Une autre fois, m'approchant du verre jusqu'à ce que mon nez le touchât, je vis un carré de lumière se dessiner dans mes pupilles dilatées : l'abîme, ainsi, s'enfonçait tant dans mon reflet que dans mes propres yeux, et l'orgueil me dicta une nouvelle pensée folle : " L'infini, aujourd'hui, est entièrement en moi -- ou alors, une moitié seulement de cet infini, puisque je peux voir l'autre devant moi, mais c'est déjà, par définition, un infini en soi ". Et là encore, derrière la dérision, la crainte s'insinua dans mon esprit : " L'infini est de nature divine, incompréhensible aux mortels, alors comment pourrait-il loger tout entier dans ma modeste caboche ? ". Dangereuse incitation au solipsisme : si je contiens ne serait-ce qu'une partie de l'infini, alors je suis Dieu. Qu'il me suffise de fermer les yeux pour que cette réflexion infinie cesse, privée de son support, et ces mondes multiples n'existeront plus dans l'intervalle où je garderai mes paupières closes. À moins qu'ils n'existent plus que dans mon imagination, fragiles fantômes échappés d'une vision fugitive... Et dans ce cas, mon pouvoir serait plus grand encore.

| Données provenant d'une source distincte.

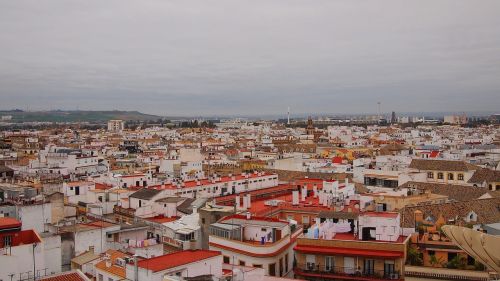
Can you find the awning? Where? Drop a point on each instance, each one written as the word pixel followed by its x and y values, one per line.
pixel 348 251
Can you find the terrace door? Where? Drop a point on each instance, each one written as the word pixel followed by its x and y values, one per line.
pixel 349 265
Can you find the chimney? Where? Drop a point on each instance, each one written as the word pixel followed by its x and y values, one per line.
pixel 249 199
pixel 295 197
pixel 245 202
pixel 237 201
pixel 419 216
pixel 136 269
pixel 326 199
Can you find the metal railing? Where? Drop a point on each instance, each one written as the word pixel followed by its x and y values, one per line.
pixel 319 270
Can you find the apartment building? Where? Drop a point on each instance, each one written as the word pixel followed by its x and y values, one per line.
pixel 368 246
pixel 256 241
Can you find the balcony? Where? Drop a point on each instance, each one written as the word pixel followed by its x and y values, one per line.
pixel 344 273
pixel 254 248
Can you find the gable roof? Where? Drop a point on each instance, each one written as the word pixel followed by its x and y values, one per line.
pixel 454 192
pixel 441 165
pixel 113 269
pixel 485 175
pixel 145 194
pixel 487 210
pixel 176 259
pixel 67 276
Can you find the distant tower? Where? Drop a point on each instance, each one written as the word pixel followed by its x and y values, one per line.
pixel 379 112
pixel 310 126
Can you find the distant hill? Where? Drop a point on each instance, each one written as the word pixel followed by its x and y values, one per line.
pixel 75 116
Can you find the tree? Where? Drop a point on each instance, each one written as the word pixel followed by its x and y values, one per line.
pixel 415 257
pixel 435 262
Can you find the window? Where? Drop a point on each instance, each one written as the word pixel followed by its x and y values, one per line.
pixel 328 263
pixel 7 240
pixel 305 219
pixel 389 268
pixel 272 269
pixel 369 266
pixel 286 262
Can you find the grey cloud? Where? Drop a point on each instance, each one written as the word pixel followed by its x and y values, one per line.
pixel 247 57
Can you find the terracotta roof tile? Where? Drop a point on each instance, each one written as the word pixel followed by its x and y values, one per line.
pixel 176 259
pixel 441 165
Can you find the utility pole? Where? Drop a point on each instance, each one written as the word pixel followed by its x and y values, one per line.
pixel 34 262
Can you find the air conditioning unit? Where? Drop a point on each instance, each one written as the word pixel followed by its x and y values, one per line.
pixel 393 276
pixel 120 262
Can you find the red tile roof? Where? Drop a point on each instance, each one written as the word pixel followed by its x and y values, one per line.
pixel 9 223
pixel 347 251
pixel 176 259
pixel 72 276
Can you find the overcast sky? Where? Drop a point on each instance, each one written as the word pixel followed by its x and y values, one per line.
pixel 249 57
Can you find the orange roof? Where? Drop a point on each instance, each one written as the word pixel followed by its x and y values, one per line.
pixel 102 186
pixel 9 223
pixel 176 259
pixel 347 251
pixel 72 276
pixel 162 219
pixel 113 269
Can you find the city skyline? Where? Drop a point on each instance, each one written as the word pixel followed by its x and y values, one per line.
pixel 199 58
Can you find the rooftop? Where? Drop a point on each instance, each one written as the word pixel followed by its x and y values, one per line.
pixel 176 259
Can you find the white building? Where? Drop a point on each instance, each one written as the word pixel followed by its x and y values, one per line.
pixel 257 242
pixel 189 263
pixel 116 126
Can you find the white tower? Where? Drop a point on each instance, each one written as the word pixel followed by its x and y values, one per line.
pixel 288 119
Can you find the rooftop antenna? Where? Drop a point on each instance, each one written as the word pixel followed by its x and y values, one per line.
pixel 379 114
pixel 288 116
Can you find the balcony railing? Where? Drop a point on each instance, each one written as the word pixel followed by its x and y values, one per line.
pixel 333 272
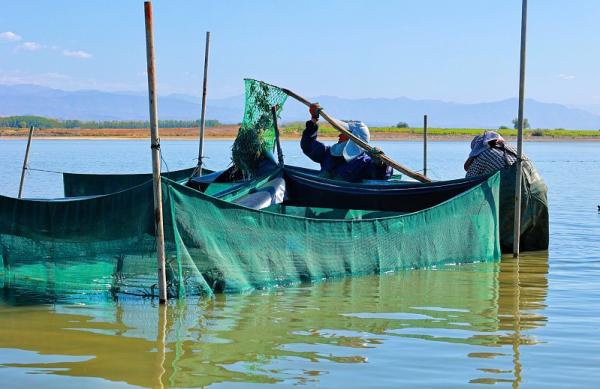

Une de mes amies, poétesse à ses heures, prétendait que les miroirs, lorsqu'ils sont touchés par la pleine lune, reflètent nos démons intérieurs, nos peurs les plus anciennes. C'était une femme bien coquette, songeai-je alors avec humour, pour craindre son image reflétée dans un morceau de verre poli. Du reste, par cet esprit insouciant qui caractérise la jeunesse, je pensais suffisamment connaître mes démons intérieurs pour ne plus avoir à les craindre. Seul un miroir aveugle, peut-être, aurait pu m'effrayer, s'il pouvait ne renvoyer, par quelque magie mystérieuse, qu'une pièce vide dont je serais absent. Aujourd'hui, après réflexion, je réalise que cela même est déjà un aveu : un tel miroir monstrueux, par son infâme vacuité, m'aurait forcé à admettre qu'il y a bien quelques démons, quelques doutes existentiels tapis dans les ténèbres de mon inconscient. Encore pourrais-je prétendre, endurci par la vie, les avoir lentement entourés de murs solidement bâtis : il n'empêche qu'ils seraient bien là, prêts à surgir à l'improviste dans un instant de doute amer, pour me terrasser sans pitié. Les murs qui nous protègent de nos angoisses forment autant de labyrinthes où souvent nous nous perdons, écrasés par le poids de nos propres contradictions. Le Minotaure n'est pas loin, le cauchemar tant redouté de devoir affronter nos terreurs intimes.